The earlier profiles from Classic Warships focused more on individual ships. Starting with the sixth pictorial on the Omaha-Class Cruisers, the focus became more on a class of ships, instead of one in particular.
The pictures are crisp and clear and laid out in a easy to read fashion
Warship Pictorial Number 9: Yorktown Class Carriers covers the lives – in pictures – of the 3 carriers of the famous Yorktown-class: Yorktown, Enterprise and Hornet. These three carriers were at the forefront of the fighting during the dark days of 1941 and 1942, when victory in the Pacific was no sure thing. At one time in 1942, both Enterprise and Hornet had the distinction of being the only operational U.S. carrier standing between the Japanese and the Marines on Guadalcanal.
The Yorktown Class Carriers is laid out in three ‘sections’, each devoted to a different ship, starting with the class leader. Each section begins with a history of the ship. The Yorktown has five pages devoted to her, while Enterprise – which was in service longer – has two pages. The Hornet – who’s career lasted less than a year – has one page.

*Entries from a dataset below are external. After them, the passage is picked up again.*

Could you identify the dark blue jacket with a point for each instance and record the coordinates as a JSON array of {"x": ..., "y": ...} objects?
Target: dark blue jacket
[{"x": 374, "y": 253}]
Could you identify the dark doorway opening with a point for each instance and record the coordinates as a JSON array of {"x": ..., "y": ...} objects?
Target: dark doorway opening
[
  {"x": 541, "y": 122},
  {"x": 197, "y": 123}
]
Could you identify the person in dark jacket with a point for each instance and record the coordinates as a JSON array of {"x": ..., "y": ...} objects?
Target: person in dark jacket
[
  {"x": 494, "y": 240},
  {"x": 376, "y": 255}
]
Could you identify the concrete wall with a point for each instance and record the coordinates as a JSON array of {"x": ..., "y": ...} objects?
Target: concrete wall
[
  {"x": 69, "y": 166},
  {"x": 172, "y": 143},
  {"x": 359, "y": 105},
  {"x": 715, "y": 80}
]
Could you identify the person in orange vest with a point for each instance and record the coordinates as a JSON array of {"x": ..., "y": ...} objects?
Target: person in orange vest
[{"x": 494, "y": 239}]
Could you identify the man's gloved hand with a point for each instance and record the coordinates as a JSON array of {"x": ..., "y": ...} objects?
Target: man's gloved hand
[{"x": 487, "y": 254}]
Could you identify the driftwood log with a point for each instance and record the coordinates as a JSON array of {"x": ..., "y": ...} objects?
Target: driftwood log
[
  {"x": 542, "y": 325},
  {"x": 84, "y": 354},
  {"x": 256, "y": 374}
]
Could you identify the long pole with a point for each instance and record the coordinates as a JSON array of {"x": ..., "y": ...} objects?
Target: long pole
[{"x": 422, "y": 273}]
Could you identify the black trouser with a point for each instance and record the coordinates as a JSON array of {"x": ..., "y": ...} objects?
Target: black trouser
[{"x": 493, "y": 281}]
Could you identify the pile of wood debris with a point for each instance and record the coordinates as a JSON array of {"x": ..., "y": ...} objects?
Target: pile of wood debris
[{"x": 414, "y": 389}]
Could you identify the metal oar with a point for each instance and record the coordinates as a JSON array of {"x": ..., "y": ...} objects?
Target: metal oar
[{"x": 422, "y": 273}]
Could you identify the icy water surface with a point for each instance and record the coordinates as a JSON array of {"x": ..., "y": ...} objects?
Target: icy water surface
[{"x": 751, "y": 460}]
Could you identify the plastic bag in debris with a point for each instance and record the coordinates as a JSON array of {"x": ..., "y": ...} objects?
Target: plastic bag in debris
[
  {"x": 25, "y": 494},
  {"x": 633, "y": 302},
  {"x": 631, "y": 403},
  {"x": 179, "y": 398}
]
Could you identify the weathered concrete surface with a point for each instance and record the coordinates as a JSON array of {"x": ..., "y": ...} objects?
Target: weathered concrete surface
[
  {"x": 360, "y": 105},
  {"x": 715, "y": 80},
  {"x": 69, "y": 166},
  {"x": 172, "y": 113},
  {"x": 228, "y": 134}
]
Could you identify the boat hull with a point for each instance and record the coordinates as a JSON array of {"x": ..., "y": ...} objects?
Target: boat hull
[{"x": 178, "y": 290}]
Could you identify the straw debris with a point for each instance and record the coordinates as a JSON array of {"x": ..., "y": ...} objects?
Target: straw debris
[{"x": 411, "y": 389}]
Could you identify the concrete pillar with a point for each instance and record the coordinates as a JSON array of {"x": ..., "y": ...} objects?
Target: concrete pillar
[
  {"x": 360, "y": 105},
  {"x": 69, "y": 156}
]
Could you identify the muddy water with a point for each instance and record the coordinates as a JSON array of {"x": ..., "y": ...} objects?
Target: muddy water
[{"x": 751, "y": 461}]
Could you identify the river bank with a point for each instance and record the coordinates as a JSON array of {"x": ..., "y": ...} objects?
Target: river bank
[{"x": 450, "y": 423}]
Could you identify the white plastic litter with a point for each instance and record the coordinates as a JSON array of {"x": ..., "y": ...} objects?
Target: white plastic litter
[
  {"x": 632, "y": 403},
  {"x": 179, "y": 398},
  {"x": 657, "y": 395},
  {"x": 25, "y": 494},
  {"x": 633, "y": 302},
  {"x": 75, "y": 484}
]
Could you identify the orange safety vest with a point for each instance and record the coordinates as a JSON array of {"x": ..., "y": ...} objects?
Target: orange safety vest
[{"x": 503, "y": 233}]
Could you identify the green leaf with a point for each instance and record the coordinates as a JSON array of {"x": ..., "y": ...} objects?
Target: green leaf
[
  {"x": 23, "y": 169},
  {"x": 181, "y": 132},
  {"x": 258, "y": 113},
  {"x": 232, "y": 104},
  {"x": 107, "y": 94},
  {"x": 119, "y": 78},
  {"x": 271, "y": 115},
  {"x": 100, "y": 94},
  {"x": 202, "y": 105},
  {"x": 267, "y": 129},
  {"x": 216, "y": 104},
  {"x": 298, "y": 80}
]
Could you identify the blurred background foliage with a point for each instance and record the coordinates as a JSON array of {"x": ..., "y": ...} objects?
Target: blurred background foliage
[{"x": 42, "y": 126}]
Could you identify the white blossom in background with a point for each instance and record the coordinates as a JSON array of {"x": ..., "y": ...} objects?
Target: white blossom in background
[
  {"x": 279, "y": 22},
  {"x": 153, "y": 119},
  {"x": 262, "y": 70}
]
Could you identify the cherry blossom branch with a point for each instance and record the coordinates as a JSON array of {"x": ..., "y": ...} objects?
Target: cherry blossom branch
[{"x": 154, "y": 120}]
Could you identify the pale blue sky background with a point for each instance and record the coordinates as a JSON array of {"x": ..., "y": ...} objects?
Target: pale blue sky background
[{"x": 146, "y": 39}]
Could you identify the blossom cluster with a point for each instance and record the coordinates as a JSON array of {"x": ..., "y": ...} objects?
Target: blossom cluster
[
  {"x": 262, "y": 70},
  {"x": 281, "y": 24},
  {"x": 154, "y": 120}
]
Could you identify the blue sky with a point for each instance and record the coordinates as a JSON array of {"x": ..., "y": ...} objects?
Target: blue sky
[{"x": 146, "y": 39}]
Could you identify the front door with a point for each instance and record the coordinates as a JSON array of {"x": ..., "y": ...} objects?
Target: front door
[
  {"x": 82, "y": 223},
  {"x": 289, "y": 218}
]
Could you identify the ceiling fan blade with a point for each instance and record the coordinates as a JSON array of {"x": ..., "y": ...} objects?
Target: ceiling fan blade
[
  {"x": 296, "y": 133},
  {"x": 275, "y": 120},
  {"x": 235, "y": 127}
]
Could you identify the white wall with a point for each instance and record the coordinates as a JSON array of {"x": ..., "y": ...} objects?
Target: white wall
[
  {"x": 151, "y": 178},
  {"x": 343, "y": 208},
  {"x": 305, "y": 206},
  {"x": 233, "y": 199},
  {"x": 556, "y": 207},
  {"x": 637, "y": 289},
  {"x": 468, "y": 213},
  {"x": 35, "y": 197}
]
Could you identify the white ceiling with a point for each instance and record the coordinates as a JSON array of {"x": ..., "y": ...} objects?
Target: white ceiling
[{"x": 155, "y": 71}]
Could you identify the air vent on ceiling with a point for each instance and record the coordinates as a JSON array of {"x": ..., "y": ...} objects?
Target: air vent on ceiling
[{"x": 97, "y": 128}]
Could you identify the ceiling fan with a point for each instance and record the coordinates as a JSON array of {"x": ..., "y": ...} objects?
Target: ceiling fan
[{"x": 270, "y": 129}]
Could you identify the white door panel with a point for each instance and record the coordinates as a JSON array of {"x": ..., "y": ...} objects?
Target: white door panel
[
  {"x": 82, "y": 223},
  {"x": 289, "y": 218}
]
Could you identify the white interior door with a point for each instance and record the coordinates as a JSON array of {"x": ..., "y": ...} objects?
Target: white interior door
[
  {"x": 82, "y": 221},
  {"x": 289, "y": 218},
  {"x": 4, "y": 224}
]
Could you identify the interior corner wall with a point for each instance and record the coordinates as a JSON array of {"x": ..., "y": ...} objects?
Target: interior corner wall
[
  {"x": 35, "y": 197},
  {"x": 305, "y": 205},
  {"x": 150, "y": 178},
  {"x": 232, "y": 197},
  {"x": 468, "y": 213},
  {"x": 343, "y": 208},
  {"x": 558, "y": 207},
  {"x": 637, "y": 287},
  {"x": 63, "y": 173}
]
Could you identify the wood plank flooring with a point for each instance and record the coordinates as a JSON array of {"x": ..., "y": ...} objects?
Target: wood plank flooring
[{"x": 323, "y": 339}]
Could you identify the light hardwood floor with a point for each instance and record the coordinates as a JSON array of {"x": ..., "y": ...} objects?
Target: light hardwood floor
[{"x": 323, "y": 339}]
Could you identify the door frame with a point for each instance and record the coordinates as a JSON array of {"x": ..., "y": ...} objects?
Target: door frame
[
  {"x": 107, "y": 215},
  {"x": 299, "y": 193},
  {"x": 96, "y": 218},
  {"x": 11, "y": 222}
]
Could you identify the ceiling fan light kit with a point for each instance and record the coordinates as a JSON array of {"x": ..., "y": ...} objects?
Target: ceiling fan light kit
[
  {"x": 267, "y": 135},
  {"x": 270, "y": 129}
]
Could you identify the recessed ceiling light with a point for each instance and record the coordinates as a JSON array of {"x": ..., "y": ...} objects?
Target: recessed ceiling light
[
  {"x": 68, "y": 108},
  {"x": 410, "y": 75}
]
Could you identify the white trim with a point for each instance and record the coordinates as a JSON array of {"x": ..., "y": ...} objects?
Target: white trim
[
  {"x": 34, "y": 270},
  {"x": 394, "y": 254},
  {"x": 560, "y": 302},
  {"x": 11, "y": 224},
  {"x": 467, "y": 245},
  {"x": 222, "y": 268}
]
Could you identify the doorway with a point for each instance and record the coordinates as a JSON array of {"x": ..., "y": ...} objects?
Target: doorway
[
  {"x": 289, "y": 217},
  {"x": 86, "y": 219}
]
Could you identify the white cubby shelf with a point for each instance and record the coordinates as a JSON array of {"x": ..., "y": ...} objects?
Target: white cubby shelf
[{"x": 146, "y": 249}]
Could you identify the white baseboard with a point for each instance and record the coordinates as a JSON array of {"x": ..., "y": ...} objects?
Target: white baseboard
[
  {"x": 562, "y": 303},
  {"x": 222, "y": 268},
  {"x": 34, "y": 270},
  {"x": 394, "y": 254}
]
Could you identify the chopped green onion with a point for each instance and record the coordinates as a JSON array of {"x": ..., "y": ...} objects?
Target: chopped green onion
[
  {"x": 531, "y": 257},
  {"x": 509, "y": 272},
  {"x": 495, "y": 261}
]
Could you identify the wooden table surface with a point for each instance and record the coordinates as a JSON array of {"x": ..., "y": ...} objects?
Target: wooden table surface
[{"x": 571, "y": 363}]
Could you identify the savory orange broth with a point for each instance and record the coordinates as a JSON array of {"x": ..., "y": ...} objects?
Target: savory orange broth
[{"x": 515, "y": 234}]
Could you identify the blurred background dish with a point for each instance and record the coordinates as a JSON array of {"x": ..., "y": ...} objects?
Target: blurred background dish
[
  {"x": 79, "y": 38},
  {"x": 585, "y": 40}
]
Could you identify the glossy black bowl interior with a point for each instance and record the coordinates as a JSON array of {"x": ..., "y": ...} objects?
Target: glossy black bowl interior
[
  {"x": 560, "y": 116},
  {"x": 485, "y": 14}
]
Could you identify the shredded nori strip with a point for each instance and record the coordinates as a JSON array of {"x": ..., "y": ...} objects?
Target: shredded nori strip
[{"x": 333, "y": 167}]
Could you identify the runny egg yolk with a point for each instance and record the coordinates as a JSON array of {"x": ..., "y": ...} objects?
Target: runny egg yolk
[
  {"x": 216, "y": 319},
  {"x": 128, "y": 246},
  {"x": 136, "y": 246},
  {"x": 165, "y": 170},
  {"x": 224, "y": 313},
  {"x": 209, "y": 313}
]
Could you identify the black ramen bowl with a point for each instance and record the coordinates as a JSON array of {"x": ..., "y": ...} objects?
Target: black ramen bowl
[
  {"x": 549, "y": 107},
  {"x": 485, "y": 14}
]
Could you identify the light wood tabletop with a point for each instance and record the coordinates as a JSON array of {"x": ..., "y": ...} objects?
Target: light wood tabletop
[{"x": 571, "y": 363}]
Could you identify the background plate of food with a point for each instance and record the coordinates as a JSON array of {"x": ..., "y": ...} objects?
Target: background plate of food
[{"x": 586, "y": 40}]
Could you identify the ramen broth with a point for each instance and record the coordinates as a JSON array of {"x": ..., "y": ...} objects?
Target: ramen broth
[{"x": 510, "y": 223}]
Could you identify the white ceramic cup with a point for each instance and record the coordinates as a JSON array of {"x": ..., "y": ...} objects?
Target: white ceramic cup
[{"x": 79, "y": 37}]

The pictures are crisp and clear and laid out in a easy to read fashion, most with captions explaining what time period the photo represents, or pointing out differences between similar photos at various points in the ship career.
Many of the pictures are familiar, but some I’ve never seen before. That doesn’t mean they haven’t been published before, but considering the Yorktown-Class is my favorite class of ship – and the Yorktown my favorite ship – I‘m willing to bet that some pictures will be new to most of you.
If you like the lines – and history – of the Yorktown-class, I highly recommend this book.